La política debería ser la ciencia para la organización y convivencia de las sociedades humanas, teniendo como fin primordial la búsqueda del bien común. Sin embargo, las más de las veces es utilizada sin escrúpulos para conseguir el poder y los privilegios que de él se derivan cuando esta se ejerce de forma interesada, torticera y corrupta. Y, precisamente, para nuestra desventura, esta última es la forma de hacer política en nuestro país en estos aciagos momentos.

El panorama no puede ser más desolador. Por un lado, ahí tenemos a una Cataluña ingobernable y a la deriva, vapuleada por vientos nacionalistas anacrónicos y excluyentes.

Por otro, una oposición tacticista, sonámbula, desunida y sin altura de miras, más preocupada por las encuestas que por los problemas reales de la gente y del país.

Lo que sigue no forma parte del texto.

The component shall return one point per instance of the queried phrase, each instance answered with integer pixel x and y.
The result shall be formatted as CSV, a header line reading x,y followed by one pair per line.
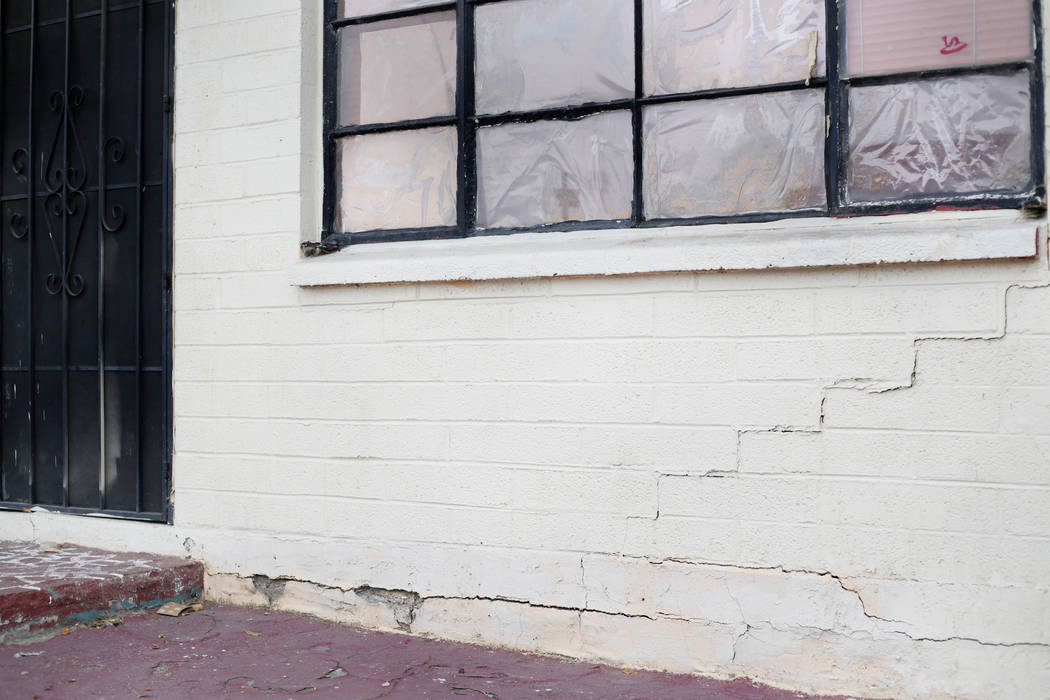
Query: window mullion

Y qué decir sin avergonzarse del partido en el Gobierno. Sin duda, el más corrupto de la historia democrática de España y que, incomprensiblemente, aún sigue gobernando apuntalado con los votos interesados del PNV y sostenido por el partido de la máscara, Ciudadanos, que, por un lado, pesca en todos los caladeros ideológicos abanderando la regeneración política y el patriotismo y, por otro, no hace ascos a la hora de sustentar a un Gobierno perteneciente a un partido hediondo y deslegitimado por una corrupción continuada y con tintes mafiosos.